Strona główna Aktualności Przeróbka gniazd kuchennych, czyli remont instalacji elektrycznej

Przeróbka gniazd kuchennych, czyli remont instalacji elektrycznej

1
1,313

Robię remont kuchni więc i przeróbka gniazd w kuchni będzie zrobiona, tylko pytanie jak to mądrze wykonać?

Pytanie

Jak Pan widzi taką przeróbkę gniazd kuchennych? Z dwóch pojedynczych punktów robię przenoszenie gniazd w inne miejsce i rozbudowę na siedem i pięć gniazd.

Przeróbka gniazd kuchennych - schemat

Nowe gniazda pojedyncze są przelotowe więc łączenie ich jest takie jak tutaj. W puszkach już nie ma złączek wago.

Jak połączyć gniazda?

Czy takie połączenie przelotowe do 7 gniazd jest ok? I czy ten jeden wyłącznik b16 na te wszystkie gniazda jest ok? Obecnie to i tak to wszystko działało, ale na listwach, przedłużaczach. Wpięte do jednego gniazda i potem do pięciu gniazd ale nadszedł czas żeby się za to zabrać i wykuć dziury pod potrójne gniazda i ładne ramki na ścianie.

Kuba

Odpowiedź

Panie Jakubie, połączenie które nazwał Pan „przelotowe” fachowo nazywa się połączeniem równoległym i taka przeróbka gniazd o ile połączenia są solidnie wykonane będzie działać (zwracam uwagę na określenie solidnie – odniosę się do zagadnienia na końcu wypowiedzi).
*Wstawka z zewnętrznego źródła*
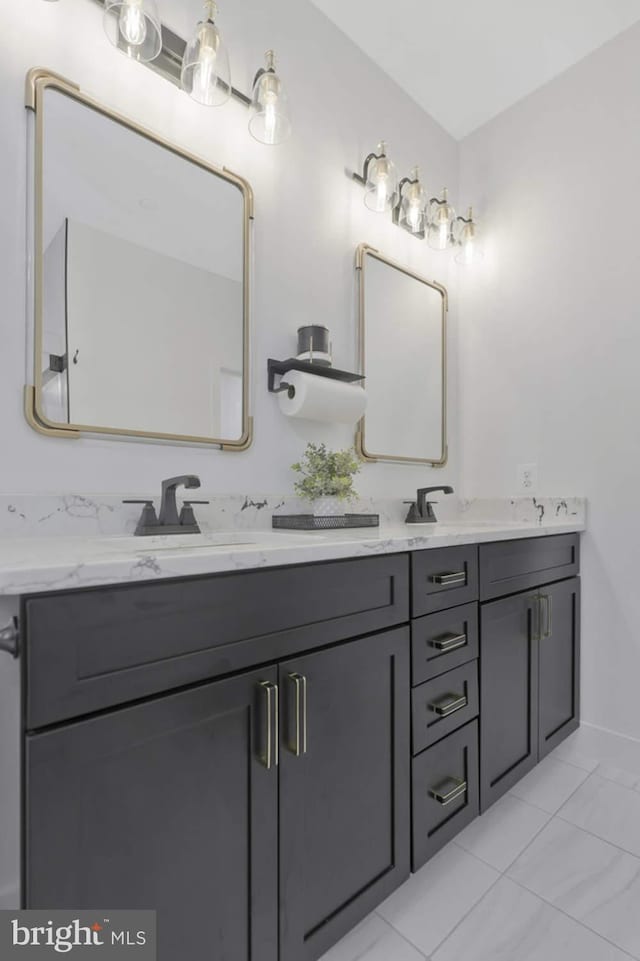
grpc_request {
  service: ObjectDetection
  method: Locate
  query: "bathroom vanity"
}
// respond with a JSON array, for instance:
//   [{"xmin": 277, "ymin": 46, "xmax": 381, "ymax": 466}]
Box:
[{"xmin": 4, "ymin": 525, "xmax": 580, "ymax": 961}]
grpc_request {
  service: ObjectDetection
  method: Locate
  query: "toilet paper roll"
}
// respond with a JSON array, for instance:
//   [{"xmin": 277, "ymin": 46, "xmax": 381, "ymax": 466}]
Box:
[{"xmin": 278, "ymin": 370, "xmax": 367, "ymax": 424}]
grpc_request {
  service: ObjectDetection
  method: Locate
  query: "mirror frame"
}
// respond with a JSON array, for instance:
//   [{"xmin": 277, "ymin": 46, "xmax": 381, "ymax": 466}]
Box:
[
  {"xmin": 356, "ymin": 244, "xmax": 449, "ymax": 467},
  {"xmin": 24, "ymin": 67, "xmax": 254, "ymax": 451}
]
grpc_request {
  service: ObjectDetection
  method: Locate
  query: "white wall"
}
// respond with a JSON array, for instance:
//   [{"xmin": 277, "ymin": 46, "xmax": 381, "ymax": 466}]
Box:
[
  {"xmin": 460, "ymin": 20, "xmax": 640, "ymax": 737},
  {"xmin": 0, "ymin": 0, "xmax": 458, "ymax": 498}
]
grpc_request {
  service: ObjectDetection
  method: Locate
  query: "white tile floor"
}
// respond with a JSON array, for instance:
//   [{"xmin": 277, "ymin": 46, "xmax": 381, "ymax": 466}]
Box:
[{"xmin": 322, "ymin": 727, "xmax": 640, "ymax": 961}]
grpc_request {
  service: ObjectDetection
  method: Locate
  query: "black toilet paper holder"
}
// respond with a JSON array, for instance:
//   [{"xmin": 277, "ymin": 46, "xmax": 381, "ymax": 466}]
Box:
[{"xmin": 267, "ymin": 357, "xmax": 365, "ymax": 398}]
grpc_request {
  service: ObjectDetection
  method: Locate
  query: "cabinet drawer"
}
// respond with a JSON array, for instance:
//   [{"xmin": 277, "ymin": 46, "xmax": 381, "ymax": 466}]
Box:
[
  {"xmin": 24, "ymin": 554, "xmax": 409, "ymax": 729},
  {"xmin": 411, "ymin": 546, "xmax": 478, "ymax": 617},
  {"xmin": 411, "ymin": 721, "xmax": 479, "ymax": 871},
  {"xmin": 480, "ymin": 534, "xmax": 580, "ymax": 601},
  {"xmin": 411, "ymin": 602, "xmax": 478, "ymax": 686},
  {"xmin": 411, "ymin": 661, "xmax": 478, "ymax": 754}
]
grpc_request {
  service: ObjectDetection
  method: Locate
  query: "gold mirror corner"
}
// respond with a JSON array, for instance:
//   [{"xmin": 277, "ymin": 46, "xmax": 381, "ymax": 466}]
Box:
[
  {"xmin": 24, "ymin": 67, "xmax": 254, "ymax": 451},
  {"xmin": 355, "ymin": 244, "xmax": 449, "ymax": 468}
]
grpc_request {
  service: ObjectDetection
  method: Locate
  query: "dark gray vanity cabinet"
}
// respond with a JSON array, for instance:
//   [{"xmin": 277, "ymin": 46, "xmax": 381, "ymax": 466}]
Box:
[
  {"xmin": 480, "ymin": 593, "xmax": 538, "ymax": 810},
  {"xmin": 480, "ymin": 534, "xmax": 580, "ymax": 811},
  {"xmin": 279, "ymin": 628, "xmax": 410, "ymax": 961},
  {"xmin": 23, "ymin": 555, "xmax": 411, "ymax": 961},
  {"xmin": 21, "ymin": 534, "xmax": 580, "ymax": 961},
  {"xmin": 24, "ymin": 667, "xmax": 278, "ymax": 961},
  {"xmin": 538, "ymin": 577, "xmax": 580, "ymax": 759}
]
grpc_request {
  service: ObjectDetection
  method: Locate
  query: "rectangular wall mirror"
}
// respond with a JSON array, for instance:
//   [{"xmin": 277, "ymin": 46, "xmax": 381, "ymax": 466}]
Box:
[
  {"xmin": 27, "ymin": 71, "xmax": 253, "ymax": 449},
  {"xmin": 356, "ymin": 244, "xmax": 447, "ymax": 466}
]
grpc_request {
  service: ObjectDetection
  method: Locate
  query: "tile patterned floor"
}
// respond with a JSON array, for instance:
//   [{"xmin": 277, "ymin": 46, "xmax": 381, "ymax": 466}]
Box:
[{"xmin": 321, "ymin": 727, "xmax": 640, "ymax": 961}]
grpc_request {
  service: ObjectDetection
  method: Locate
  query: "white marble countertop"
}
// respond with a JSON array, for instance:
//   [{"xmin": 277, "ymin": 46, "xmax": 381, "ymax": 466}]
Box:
[{"xmin": 0, "ymin": 514, "xmax": 585, "ymax": 595}]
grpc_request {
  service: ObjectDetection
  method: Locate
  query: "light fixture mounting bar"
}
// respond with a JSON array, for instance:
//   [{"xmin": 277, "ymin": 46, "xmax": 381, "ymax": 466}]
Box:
[{"xmin": 91, "ymin": 0, "xmax": 251, "ymax": 107}]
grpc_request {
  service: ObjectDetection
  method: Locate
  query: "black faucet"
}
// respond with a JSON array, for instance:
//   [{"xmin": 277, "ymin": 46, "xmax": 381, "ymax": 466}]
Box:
[
  {"xmin": 405, "ymin": 486, "xmax": 453, "ymax": 524},
  {"xmin": 122, "ymin": 474, "xmax": 209, "ymax": 537}
]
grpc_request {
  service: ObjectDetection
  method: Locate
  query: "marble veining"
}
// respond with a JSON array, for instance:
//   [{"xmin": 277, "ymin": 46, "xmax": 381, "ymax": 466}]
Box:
[
  {"xmin": 0, "ymin": 491, "xmax": 586, "ymax": 538},
  {"xmin": 0, "ymin": 495, "xmax": 585, "ymax": 595}
]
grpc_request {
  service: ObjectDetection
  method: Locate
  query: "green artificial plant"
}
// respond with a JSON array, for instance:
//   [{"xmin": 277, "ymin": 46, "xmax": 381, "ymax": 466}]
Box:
[{"xmin": 291, "ymin": 444, "xmax": 360, "ymax": 501}]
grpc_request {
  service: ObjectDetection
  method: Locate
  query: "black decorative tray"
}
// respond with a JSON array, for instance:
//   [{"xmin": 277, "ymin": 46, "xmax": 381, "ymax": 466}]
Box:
[{"xmin": 271, "ymin": 514, "xmax": 380, "ymax": 531}]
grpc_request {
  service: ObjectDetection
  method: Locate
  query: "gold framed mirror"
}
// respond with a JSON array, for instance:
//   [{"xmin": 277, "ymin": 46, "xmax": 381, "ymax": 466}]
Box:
[
  {"xmin": 25, "ymin": 69, "xmax": 253, "ymax": 450},
  {"xmin": 356, "ymin": 244, "xmax": 448, "ymax": 467}
]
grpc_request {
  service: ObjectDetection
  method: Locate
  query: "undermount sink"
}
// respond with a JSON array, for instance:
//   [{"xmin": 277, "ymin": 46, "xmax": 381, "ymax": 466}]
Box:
[{"xmin": 100, "ymin": 531, "xmax": 323, "ymax": 554}]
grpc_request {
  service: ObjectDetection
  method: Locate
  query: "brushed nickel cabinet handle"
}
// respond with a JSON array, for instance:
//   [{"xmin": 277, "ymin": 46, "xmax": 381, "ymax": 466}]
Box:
[
  {"xmin": 260, "ymin": 681, "xmax": 279, "ymax": 771},
  {"xmin": 530, "ymin": 594, "xmax": 542, "ymax": 641},
  {"xmin": 427, "ymin": 694, "xmax": 469, "ymax": 717},
  {"xmin": 429, "ymin": 777, "xmax": 467, "ymax": 807},
  {"xmin": 428, "ymin": 631, "xmax": 467, "ymax": 652},
  {"xmin": 0, "ymin": 617, "xmax": 20, "ymax": 657},
  {"xmin": 431, "ymin": 571, "xmax": 467, "ymax": 587},
  {"xmin": 540, "ymin": 594, "xmax": 552, "ymax": 638},
  {"xmin": 288, "ymin": 674, "xmax": 307, "ymax": 757}
]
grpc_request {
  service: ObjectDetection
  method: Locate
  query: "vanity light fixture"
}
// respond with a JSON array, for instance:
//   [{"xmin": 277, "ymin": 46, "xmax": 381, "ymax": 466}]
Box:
[
  {"xmin": 103, "ymin": 0, "xmax": 162, "ymax": 63},
  {"xmin": 453, "ymin": 207, "xmax": 484, "ymax": 267},
  {"xmin": 393, "ymin": 167, "xmax": 427, "ymax": 240},
  {"xmin": 427, "ymin": 187, "xmax": 456, "ymax": 250},
  {"xmin": 180, "ymin": 0, "xmax": 231, "ymax": 107},
  {"xmin": 249, "ymin": 50, "xmax": 291, "ymax": 145},
  {"xmin": 353, "ymin": 140, "xmax": 398, "ymax": 214}
]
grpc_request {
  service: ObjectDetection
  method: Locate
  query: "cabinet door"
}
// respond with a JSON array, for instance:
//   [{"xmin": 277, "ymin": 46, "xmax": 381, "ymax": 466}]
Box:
[
  {"xmin": 538, "ymin": 577, "xmax": 580, "ymax": 758},
  {"xmin": 480, "ymin": 594, "xmax": 538, "ymax": 811},
  {"xmin": 280, "ymin": 628, "xmax": 410, "ymax": 961},
  {"xmin": 26, "ymin": 668, "xmax": 278, "ymax": 961}
]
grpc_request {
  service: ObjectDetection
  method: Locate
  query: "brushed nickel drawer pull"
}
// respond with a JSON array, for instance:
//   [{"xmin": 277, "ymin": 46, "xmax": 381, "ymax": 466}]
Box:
[
  {"xmin": 427, "ymin": 694, "xmax": 469, "ymax": 717},
  {"xmin": 428, "ymin": 631, "xmax": 467, "ymax": 653},
  {"xmin": 260, "ymin": 681, "xmax": 279, "ymax": 771},
  {"xmin": 429, "ymin": 777, "xmax": 467, "ymax": 807},
  {"xmin": 431, "ymin": 571, "xmax": 467, "ymax": 587},
  {"xmin": 289, "ymin": 674, "xmax": 307, "ymax": 757},
  {"xmin": 0, "ymin": 617, "xmax": 20, "ymax": 657},
  {"xmin": 540, "ymin": 594, "xmax": 552, "ymax": 639}
]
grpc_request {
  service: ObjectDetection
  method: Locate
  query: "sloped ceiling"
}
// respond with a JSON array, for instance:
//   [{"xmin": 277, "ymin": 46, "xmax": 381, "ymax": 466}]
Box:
[{"xmin": 311, "ymin": 0, "xmax": 640, "ymax": 139}]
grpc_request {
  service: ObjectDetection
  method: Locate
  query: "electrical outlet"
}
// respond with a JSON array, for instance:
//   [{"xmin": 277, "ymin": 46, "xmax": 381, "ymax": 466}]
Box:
[{"xmin": 517, "ymin": 464, "xmax": 538, "ymax": 494}]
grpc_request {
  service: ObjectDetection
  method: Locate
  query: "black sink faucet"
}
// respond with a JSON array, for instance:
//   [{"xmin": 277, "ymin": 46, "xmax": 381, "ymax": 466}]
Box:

Ale wiele osób tak wykonaną przeróbkę gniazd będzie krytykować, tylko nikt nie poda Panu podstawy prawnej według której tak nie można zrobić. Ważne, aby pamiętał Pan, żeby po zakończeniu prac elektryk wykonał pomiary i uzupełnił wymaganą dokumentację np. schematy.

Czy to oznacza, że może Pan wykonać taką przeróbkę? Jak wspomniałem taka instalacja będzie działać, ale w pewnych okolicznościach ta przeróbka może przysporzyć Panu sporo problemów. Dlaczego? Wyjaśnię to w dalszej części artykułu.

Przeróbka gniazd, co na to polskie prawo?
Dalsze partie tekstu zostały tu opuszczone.